The next steps are to color in the +1 and +2 donor columns and the -1 and -2 acceptor columns, while explaining what a donor is and what an acceptor is and why putting the two together will make a molecule where both atoms complete their outer shells.  This is a good time to put more visual clues out in the form of full colored drawings on the board for them to copy.    Art is a very creative way to help explain the periodic table and drawing elements to show their electron configurations is one way to do this.

Another creative way of teaching is to attack the problem from a bodily-kinesthetic angle.  Think about riding a bike.  No matter how someone explains it to you, you cannot ride the bike until your body masters the skills.  Once the body knows, it never forgets.  Bike riding is something you can do for the rest of your life, no matter how long its been since you last did it.  This applies to teaching the periodic table too.  Understanding how atoms work can be explained over and over verbally to some people and they never really get it, but stand them up and get them to act out the parts of the atoms (protons, electrons and neutrons) and then act out chemical reactions between elements, and suddenly the lights will go on and they will understand it at a deep level.  Get two students to make a Hydrogen atom.  One student is the proton and stands in the middle, perhaps holding a card that has a big plus sign on it.  The other student has to orbit the proton as the electron.  Send in four more students to make a Helium atom: one more proton, two neutrons and a second electron.  Then add a proton, an electron and a neutron to make Lithium.  Keep going until the whole class is part of the atom and each step of the way, have them name the atom they have made.
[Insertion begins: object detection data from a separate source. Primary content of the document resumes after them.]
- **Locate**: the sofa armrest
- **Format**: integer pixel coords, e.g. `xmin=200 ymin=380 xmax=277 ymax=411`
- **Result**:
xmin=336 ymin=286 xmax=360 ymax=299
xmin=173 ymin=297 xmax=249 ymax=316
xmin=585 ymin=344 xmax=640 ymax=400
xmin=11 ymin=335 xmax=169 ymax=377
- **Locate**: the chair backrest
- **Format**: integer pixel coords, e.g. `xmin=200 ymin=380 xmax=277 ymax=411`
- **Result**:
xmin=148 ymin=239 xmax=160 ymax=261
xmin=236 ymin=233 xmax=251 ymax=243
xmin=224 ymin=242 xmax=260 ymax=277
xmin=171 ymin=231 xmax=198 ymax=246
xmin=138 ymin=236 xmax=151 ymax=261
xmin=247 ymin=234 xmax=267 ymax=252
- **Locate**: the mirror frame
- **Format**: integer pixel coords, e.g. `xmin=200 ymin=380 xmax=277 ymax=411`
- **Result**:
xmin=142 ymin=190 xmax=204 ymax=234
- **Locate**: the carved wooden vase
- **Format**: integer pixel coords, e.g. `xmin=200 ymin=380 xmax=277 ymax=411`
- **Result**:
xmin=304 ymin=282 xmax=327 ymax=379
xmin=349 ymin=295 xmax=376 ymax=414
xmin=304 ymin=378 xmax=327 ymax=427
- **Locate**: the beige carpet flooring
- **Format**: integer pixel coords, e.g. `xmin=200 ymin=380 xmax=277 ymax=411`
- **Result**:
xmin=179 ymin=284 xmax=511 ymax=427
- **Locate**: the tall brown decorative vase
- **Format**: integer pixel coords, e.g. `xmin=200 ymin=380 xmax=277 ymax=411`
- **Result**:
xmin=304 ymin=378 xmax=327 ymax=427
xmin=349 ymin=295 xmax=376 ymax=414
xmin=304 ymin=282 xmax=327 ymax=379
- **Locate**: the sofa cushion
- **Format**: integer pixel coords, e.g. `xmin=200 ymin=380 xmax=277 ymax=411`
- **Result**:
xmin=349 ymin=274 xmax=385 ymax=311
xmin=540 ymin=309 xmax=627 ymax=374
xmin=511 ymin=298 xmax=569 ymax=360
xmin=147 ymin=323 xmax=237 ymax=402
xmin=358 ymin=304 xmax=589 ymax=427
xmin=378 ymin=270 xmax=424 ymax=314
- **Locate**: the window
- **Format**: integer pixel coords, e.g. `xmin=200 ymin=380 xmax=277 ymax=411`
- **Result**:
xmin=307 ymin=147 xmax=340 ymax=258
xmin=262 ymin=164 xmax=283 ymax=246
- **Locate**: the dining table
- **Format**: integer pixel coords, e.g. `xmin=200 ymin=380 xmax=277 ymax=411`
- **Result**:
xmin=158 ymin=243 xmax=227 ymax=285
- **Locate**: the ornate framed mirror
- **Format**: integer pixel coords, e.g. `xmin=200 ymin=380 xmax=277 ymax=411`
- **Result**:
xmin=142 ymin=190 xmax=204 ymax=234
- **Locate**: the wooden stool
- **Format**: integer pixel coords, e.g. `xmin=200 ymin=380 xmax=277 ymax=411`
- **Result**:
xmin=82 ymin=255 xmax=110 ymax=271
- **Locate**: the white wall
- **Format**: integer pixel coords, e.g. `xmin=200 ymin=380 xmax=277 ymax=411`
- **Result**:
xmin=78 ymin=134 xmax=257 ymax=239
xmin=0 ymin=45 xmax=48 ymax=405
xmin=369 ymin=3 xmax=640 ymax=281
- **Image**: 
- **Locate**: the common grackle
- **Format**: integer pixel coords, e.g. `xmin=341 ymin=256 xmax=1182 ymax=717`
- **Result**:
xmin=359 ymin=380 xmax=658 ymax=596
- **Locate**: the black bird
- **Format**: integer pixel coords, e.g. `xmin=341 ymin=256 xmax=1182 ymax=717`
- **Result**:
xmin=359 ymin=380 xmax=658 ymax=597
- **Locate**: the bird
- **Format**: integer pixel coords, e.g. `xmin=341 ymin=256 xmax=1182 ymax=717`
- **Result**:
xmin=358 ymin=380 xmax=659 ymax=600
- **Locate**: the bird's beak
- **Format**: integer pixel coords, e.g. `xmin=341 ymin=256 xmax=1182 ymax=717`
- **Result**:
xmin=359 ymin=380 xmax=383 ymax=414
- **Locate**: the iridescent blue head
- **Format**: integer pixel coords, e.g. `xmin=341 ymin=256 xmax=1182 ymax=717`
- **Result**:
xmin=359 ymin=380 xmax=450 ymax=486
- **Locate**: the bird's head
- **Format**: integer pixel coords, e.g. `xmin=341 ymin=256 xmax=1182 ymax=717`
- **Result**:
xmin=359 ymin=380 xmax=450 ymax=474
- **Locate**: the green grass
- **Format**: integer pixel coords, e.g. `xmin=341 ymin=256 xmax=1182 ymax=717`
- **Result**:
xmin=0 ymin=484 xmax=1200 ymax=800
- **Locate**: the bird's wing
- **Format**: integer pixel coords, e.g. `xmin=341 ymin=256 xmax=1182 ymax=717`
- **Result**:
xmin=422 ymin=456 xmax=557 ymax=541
Now go on to making a salt.  Lithium fluoride is good.  Only make the outer electron shell and with each atom, one student can represent the entire nucleus with a sign.  What matters is the electrons in the outer electron shell and how the donor contributes its extra electron while the acceptor fills its outer shell.  Back this up with pictures and formulas on the board and far more students will understand what is happening than by chalk and talk alone.
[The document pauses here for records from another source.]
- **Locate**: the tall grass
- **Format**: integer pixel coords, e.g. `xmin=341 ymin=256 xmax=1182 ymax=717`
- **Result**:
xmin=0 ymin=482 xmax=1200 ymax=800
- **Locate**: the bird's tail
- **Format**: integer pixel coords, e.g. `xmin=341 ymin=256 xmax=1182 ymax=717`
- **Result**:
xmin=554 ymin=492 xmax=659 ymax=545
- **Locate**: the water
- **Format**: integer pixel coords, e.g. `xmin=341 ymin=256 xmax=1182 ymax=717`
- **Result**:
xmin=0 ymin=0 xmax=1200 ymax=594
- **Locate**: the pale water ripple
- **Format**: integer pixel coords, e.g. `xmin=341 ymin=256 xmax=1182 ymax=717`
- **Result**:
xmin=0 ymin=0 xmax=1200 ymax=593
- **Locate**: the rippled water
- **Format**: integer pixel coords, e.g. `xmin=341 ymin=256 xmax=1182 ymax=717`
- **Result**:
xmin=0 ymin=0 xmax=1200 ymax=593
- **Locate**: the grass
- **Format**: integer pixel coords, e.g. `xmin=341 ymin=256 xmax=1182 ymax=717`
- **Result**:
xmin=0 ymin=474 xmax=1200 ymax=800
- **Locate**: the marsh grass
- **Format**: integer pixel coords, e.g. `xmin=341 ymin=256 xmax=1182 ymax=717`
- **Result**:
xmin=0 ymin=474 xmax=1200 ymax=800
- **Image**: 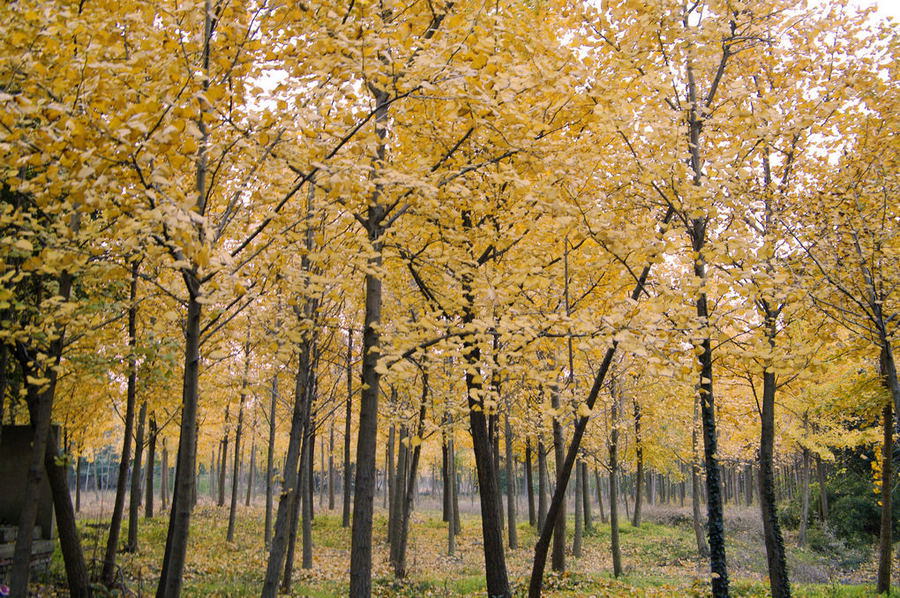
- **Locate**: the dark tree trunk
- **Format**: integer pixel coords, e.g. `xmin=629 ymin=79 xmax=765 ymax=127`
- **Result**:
xmin=576 ymin=461 xmax=594 ymax=532
xmin=594 ymin=468 xmax=608 ymax=523
xmin=760 ymin=366 xmax=791 ymax=598
xmin=692 ymin=250 xmax=728 ymax=598
xmin=816 ymin=455 xmax=828 ymax=525
xmin=631 ymin=399 xmax=640 ymax=527
xmin=525 ymin=436 xmax=537 ymax=527
xmin=441 ymin=428 xmax=451 ymax=521
xmin=383 ymin=424 xmax=396 ymax=530
xmin=691 ymin=397 xmax=709 ymax=559
xmin=488 ymin=413 xmax=506 ymax=534
xmin=281 ymin=439 xmax=309 ymax=594
xmin=550 ymin=388 xmax=568 ymax=573
xmin=328 ymin=419 xmax=335 ymax=511
xmin=391 ymin=392 xmax=428 ymax=579
xmin=156 ymin=290 xmax=208 ymax=598
xmin=264 ymin=373 xmax=278 ymax=548
xmin=538 ymin=440 xmax=550 ymax=530
xmin=446 ymin=432 xmax=458 ymax=556
xmin=44 ymin=428 xmax=92 ymax=598
xmin=609 ymin=384 xmax=622 ymax=577
xmin=225 ymin=380 xmax=250 ymax=543
xmin=74 ymin=458 xmax=84 ymax=513
xmin=261 ymin=338 xmax=315 ymax=598
xmin=159 ymin=446 xmax=169 ymax=509
xmin=216 ymin=405 xmax=230 ymax=507
xmin=350 ymin=86 xmax=389 ymax=598
xmin=244 ymin=434 xmax=256 ymax=507
xmin=341 ymin=328 xmax=353 ymax=527
xmin=125 ymin=401 xmax=147 ymax=552
xmin=300 ymin=414 xmax=316 ymax=568
xmin=388 ymin=424 xmax=409 ymax=575
xmin=877 ymin=350 xmax=897 ymax=594
xmin=528 ymin=207 xmax=675 ymax=598
xmin=800 ymin=447 xmax=809 ymax=548
xmin=503 ymin=409 xmax=519 ymax=550
xmin=144 ymin=414 xmax=159 ymax=519
xmin=572 ymin=462 xmax=584 ymax=559
xmin=102 ymin=262 xmax=139 ymax=586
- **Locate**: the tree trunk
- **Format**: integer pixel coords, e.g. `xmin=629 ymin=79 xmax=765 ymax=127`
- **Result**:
xmin=391 ymin=392 xmax=428 ymax=579
xmin=388 ymin=424 xmax=409 ymax=564
xmin=631 ymin=399 xmax=640 ymax=527
xmin=538 ymin=440 xmax=550 ymax=530
xmin=44 ymin=428 xmax=92 ymax=598
xmin=74 ymin=458 xmax=84 ymax=513
xmin=609 ymin=384 xmax=622 ymax=577
xmin=877 ymin=345 xmax=897 ymax=594
xmin=156 ymin=288 xmax=204 ymax=598
xmin=576 ymin=460 xmax=594 ymax=533
xmin=225 ymin=378 xmax=243 ymax=543
xmin=550 ymin=388 xmax=567 ymax=573
xmin=300 ymin=414 xmax=316 ymax=568
xmin=125 ymin=401 xmax=147 ymax=552
xmin=101 ymin=261 xmax=139 ymax=586
xmin=572 ymin=462 xmax=584 ymax=559
xmin=264 ymin=372 xmax=278 ymax=548
xmin=797 ymin=447 xmax=809 ymax=548
xmin=350 ymin=204 xmax=387 ymax=598
xmin=328 ymin=418 xmax=335 ymax=511
xmin=281 ymin=446 xmax=309 ymax=594
xmin=503 ymin=406 xmax=519 ymax=550
xmin=447 ymin=431 xmax=457 ymax=556
xmin=159 ymin=438 xmax=169 ymax=509
xmin=383 ymin=424 xmax=396 ymax=530
xmin=690 ymin=397 xmax=709 ymax=559
xmin=594 ymin=468 xmax=608 ymax=523
xmin=341 ymin=328 xmax=353 ymax=527
xmin=525 ymin=436 xmax=537 ymax=527
xmin=760 ymin=364 xmax=791 ymax=598
xmin=260 ymin=338 xmax=315 ymax=598
xmin=216 ymin=405 xmax=230 ymax=507
xmin=144 ymin=414 xmax=159 ymax=519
There are also ways of creatively using musical intelligence to learn.  Let’s say you want your students to learn the names of the first twenty elements.  You can do this by making them memorise the words or you can do it by making up a rap song.  Rhythm is the key.  Studies of young learners has shown that when words are presented in a rhythmic way with clapping, they are learned much more quickly than by simple memorisation.  So get the students clapping while they rhythmically read the names:  hy-dro-gen he-li-um lith-i -um.  Then get the students to stand in a circle and play memory games with the chant.  For example the first person says hydrogen, the second says hydrogen, helium, the third person says hydrogen, helium, lithium and so on around the circle.  Have some rewards for the winners and the students will be begging you to play the game again.
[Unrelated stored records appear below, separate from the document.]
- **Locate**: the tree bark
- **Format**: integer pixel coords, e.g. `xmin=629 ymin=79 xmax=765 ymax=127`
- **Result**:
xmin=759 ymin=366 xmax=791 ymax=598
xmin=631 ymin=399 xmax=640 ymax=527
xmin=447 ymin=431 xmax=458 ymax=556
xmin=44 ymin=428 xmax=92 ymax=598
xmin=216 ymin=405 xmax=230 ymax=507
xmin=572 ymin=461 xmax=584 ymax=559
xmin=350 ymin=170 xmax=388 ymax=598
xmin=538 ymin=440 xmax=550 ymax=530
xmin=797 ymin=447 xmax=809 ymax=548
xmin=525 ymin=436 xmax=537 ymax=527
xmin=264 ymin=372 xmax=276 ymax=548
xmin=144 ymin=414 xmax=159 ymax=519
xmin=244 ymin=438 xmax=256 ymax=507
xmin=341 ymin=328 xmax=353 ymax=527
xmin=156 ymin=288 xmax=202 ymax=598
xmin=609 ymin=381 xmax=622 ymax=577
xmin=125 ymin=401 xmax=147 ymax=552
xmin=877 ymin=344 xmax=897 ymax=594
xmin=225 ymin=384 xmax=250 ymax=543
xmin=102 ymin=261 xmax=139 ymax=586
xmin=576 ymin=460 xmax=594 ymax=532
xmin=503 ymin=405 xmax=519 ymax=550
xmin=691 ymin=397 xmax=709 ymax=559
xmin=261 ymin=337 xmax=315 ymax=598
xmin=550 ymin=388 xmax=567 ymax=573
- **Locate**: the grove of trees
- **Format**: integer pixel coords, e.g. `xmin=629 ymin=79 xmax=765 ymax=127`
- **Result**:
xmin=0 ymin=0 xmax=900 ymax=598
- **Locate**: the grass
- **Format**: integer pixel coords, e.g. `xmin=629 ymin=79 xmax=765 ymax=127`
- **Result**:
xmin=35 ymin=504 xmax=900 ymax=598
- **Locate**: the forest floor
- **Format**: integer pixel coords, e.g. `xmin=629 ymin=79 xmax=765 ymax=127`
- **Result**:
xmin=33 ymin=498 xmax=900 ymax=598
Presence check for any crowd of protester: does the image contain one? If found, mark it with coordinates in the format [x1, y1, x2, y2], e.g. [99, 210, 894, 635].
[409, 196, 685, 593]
Element bingo is another creative way to learn about the periodic table.  It is available on the web at http://education.jlab.org/beamsactivity/6thgrade/elementbingo/index.html and is a great activity on a Friday afternoon when students are tired of listening to teachers talk and are itching for the weekend to arrive.  Rewards for the winners is another sweetener to this activity.

There are many creative ways of teaching the Periodic Table of Elements and, in fact, any subject to students.  It requires more effort on the part of the teacher, but is well worth it in terms of the understanding and engagement one will see in the class.